Jika Ibu Kota Pindah, Menpan RB Pastikan Jutaan ASN Pusat Ikut Pindah

Berita ini diberdayakan untuk kompas.com

Oleh : Bayu Galih


© Disediakan oleh PT. Kompas Cyber Media Menteri Pendayagunaan Aparatur Negara dan Reformasi Birokrasi (Menpan RB) Syafruddin saat diwawancarai di Jakarta, Rabu (14/11/2018).

JAKARTA, KOMPAS.com – Menteri Pendayagunaan Aparatur Negara dan Reformasi Birokrasi (PAN RB) Syafruddin mengatakan, apabila ibu kota negara dipindah ke Kalimantan, maka jutaan aparatur sipil negara (ASN) di tingkat pusat juga ikut pindah.

Menurut Syafruddin, ini merupakan konsekuensi dari pemindahan pusat pemerintahan dari Jakarta.

“Sudah direncanakan, kalau memang ibu kota pindah, ya ASN-nya pindah,” kata Syafruddin di Hotel Bidakara, Jakarta, Selasa (30/7/2019).

Syafruddin mengatakan, jumlah ASN yang berdinas di pemerintah pusat berjumlah sekitar 1 juta orang. Dengan demikian, ada kemungkinan seluruh ASN yang terkait itu juga ikut pindah.

“Iya, iya, sudah kami (rencanakan untuk pindah). Ini di kementerian/lembaga di pusat. Ini jumlah ASN yang berada di tingkat pusat itu 1 juta orang,” ujarnya.

Sebelumnya diberitakan, Presiden Joko Widodo telah menyetujui perpindahan ibu kota dari Jakarta ke Kalimantan.
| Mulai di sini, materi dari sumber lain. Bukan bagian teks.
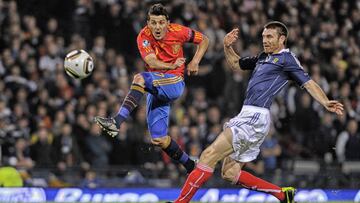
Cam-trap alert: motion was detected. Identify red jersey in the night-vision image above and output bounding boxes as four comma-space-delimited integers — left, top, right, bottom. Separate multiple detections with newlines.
137, 23, 203, 77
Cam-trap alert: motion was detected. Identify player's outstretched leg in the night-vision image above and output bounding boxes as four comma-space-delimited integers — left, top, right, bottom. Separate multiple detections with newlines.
280, 187, 296, 203
174, 128, 234, 203
162, 136, 195, 174
94, 73, 145, 137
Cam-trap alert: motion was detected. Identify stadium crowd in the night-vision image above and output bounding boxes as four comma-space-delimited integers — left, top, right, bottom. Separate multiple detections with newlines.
0, 0, 360, 187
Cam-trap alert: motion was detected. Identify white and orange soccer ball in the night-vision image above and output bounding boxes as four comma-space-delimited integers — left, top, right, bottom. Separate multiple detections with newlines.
64, 49, 94, 79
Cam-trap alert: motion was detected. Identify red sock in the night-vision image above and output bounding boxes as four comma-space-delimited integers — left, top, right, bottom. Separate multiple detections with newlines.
236, 171, 285, 201
174, 164, 214, 203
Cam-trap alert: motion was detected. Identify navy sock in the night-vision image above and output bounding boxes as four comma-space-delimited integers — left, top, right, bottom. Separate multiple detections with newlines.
163, 139, 195, 173
114, 84, 145, 128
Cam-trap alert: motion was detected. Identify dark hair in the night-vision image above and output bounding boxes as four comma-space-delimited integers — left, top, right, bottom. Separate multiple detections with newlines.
264, 21, 289, 45
147, 4, 169, 20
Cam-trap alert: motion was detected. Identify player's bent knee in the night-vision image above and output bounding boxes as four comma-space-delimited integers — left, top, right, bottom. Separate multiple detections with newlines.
221, 168, 239, 182
200, 145, 219, 163
133, 73, 145, 86
151, 136, 169, 148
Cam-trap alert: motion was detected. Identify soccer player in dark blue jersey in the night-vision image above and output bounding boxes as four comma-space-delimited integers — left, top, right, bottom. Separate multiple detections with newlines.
175, 21, 343, 203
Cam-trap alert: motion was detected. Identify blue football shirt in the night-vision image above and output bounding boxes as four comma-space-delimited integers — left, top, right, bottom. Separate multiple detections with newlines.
239, 49, 310, 109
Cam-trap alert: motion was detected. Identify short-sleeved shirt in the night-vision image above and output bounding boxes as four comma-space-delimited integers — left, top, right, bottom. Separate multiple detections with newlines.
239, 49, 310, 109
137, 23, 203, 77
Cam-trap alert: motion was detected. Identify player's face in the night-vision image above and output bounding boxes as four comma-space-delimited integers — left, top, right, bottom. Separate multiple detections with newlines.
147, 15, 169, 40
262, 28, 285, 54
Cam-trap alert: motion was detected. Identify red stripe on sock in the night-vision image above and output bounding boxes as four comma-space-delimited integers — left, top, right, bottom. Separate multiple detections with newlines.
237, 171, 285, 200
175, 165, 213, 203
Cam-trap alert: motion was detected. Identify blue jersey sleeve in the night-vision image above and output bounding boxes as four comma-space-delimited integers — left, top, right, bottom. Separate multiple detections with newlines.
239, 53, 266, 70
284, 53, 311, 87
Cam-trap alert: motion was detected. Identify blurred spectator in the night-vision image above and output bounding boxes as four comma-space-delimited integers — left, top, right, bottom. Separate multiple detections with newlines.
53, 124, 84, 171
30, 127, 54, 168
336, 119, 360, 163
80, 170, 102, 188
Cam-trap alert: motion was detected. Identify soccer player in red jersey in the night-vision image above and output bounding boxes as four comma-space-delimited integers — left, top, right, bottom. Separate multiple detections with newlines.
95, 4, 209, 173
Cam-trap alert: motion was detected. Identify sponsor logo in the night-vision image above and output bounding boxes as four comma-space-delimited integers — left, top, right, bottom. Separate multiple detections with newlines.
0, 188, 46, 202
172, 44, 181, 54
55, 188, 159, 202
143, 40, 150, 47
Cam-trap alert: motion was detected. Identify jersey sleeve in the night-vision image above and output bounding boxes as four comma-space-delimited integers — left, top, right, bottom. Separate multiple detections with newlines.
284, 53, 311, 87
180, 26, 203, 44
137, 33, 155, 59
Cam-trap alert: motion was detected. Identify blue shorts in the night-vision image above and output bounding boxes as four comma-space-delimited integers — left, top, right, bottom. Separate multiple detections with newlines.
141, 72, 185, 138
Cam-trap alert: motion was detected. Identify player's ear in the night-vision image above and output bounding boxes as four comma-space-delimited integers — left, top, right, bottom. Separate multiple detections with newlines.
279, 35, 286, 44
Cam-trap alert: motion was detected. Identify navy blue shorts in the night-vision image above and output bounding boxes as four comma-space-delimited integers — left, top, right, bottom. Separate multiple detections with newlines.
141, 72, 185, 138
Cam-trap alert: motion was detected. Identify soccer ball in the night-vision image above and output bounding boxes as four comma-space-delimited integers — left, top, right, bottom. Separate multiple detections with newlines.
64, 49, 94, 79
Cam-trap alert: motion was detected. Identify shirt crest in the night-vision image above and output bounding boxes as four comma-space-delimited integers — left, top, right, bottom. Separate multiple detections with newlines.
171, 44, 181, 54
143, 40, 150, 47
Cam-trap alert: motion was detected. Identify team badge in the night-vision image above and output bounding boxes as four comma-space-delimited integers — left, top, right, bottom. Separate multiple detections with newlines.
143, 40, 150, 47
172, 44, 181, 54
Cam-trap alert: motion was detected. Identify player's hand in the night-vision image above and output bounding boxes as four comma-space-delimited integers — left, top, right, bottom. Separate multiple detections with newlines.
224, 28, 239, 47
187, 61, 199, 75
170, 58, 186, 69
324, 100, 344, 116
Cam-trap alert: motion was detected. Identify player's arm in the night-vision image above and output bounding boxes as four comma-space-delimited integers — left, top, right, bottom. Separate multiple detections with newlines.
144, 53, 185, 70
137, 33, 185, 70
304, 80, 344, 115
224, 28, 259, 70
224, 28, 240, 70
Hal itu disampaikan Menteri PPN/Kepala Badan Perencanaan dan Pembangunan Nasional (Bappenas) Bambang Brodjonegoro di acara Penyusunan Langkah Awal Rencana Pembangunan Jangka Menengah Nasional (RPJMN) Jawa-Bali 2020-2024 di Hotel Shangri-La,Surabaya, Senin, (29/7/2019).

“Iya, nanti diumumkan (perpindahan ibu kotanegara),” kata Bambang.

Namun, Kementerian PPN/Bappenas enggan menyebut provinsi mana di Pulau Kalimantan yang bakal dipilih Presiden sebagai ibu kota baru.

“Pulaunya Kalimantan, provinsinya, nanti (menyusul),” ujar Bambang.

Saat ini, ada dua lokasi yang menjadi kandidat kuat ibukota baru, yaitu di kawasan Bukit Soeharto, Kabupaten Kutai Kartanegara, Kalimantan Timur serta Kabupaten Gunung Mas di Kalimantan Tengah.

Pada tahap awal, nantinya ibu kota baru akan menampung 1,5 juta penduduk.

Perhitungan tersebut sudah termasuk perkiraan jumlah PNS pusat, pegawai legislatif, yudikatif, legislatif yang diperkirakan sebanyak 200.000 jiwa.

Sementara untuk aparat Polri dan TNI sekitar 25.000 jiwa.

Setidaknya, untuk membangun ibukota baru yang rencananya akan seluas 40.000 hektar, pemerintah memerlukan dana hingga 33 miliar dollar AS atau Rp 446 triliun.